To take advantage of this free offer, call and schedule an appointment with vegas west attorneys. Simply present your ID card or badge, and we will prepare your simple will at no charge for anyone who retains by May 31, 2019.
What is a will?
A will is a legal document that designates who will receive your property upon your death, the guardian of your children, what you would like to happen to your pets and who will be the executor of your estate to it administer it accordingly. After you die, the probate court in the county you lived in will read your will and make sure the wishes you expressed in your will are carried out. If you do not have a will created by the time you die, there will be no way for the probate court to know what your desires were regarding your property or your children.
Do I need a will?
If you care what happens to your property and your minor children, if any, after you die, then it is crucial that you have a will prepared so that your wishes can be carried out once you are gone. Your will allows you the sole discretion in how your property will pass to your family, friends, or whoever you designate to receive your property. Additionally, it allows you to designate who you choose to be the guardian of any minor children you have. This will become an important document if both you and the other parent of your children are deceased.
What happens if I do not have a will when I die?
If you do not have a will when you die, the probate court will distribute your property according to the intestate statutes of your state. For example, in Nevada, if you die with one child but no spouse, parents, or other family, your child will inherit all your property. However, if you die with a spouse and one child, your spouse will inherit all your community property and half of your separate property, and your child will inherit the other half of your separate property. This setup could be troublesome for you if your child is from a previous marriage and you want your child to inherit all your separate property.

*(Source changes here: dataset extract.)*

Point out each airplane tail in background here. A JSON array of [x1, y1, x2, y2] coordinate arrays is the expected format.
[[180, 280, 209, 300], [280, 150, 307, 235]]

What should I do with my will after it is prepared?
Creating a will is only the first step. After you execute your will, you must ensure that you place it somewhere safe where it will be found in the event you die unexpectedly. For example, you can place it in the hands of your chosen executor or someone else you trust. If you do not want to give it to someone to hold onto, then make sure you place it in an easy-to-find location, such as a desk drawer, safe, or somewhere else where your loved ones will know to look. If you hide your will and no one ever finds it, then there will be no way for the probate court to know what your wishes were regarding your property.
How do I revoke or change my will?
To revoke your will, you simply need to destroy all your existing wills, or you can create a new will. The probate court will administer your most recent will that is provided to the court. If you would like to change your will, you can either create a new will, or you can create a codicil. A codicil serves as an amendment to your will. As such, it can be used to either make an addition to the provisions of your will, remove certain provisions of your will, or simply alter the terms of the provisions of your will. Whether you should create an entire new will or simply execute a codicil depends on the specific facts of your situation and the terms you would like to modify. When in doubt, you are likely better off preparing an entirely new will. If you are unsure or have questions about your specific situation, you should absolutely consult with an attorney to find out which option would best effectuate your wishes.
Can I create my will myself or should I hire a professional?
Although in many states it is possible to create a will yourself without the use of a lawyer, most lawyers do not recommend you do so. Take a holographic will, for example. A holographic will is a will that is written by hand by the person making the will. Although certain states do accept holographic wills as valid wills, this may not be the best option for you because it can be slightly riskier than having a will prepared by an attorney. Probate laws vary state to state, but generally speaking, a typed will must be signed by the testator in front of two witnesses. If you hire an attorney to prepare your will, your attorney will likely arrange to have your own signature notarized, as well as the signatures of the two witnesses notarized. Complying with these formalities will help ensure your will is taken as valid by the probate court and your wishes that you expressed in your will are carried out as you requested. When a person tries to create his will himself, he usually runs a higher risk of making a mistake that will render his will invalid. As such, your best option is always to consult a licensed attorney to assist you in the preparation of your will and any other estate planning documents you might need.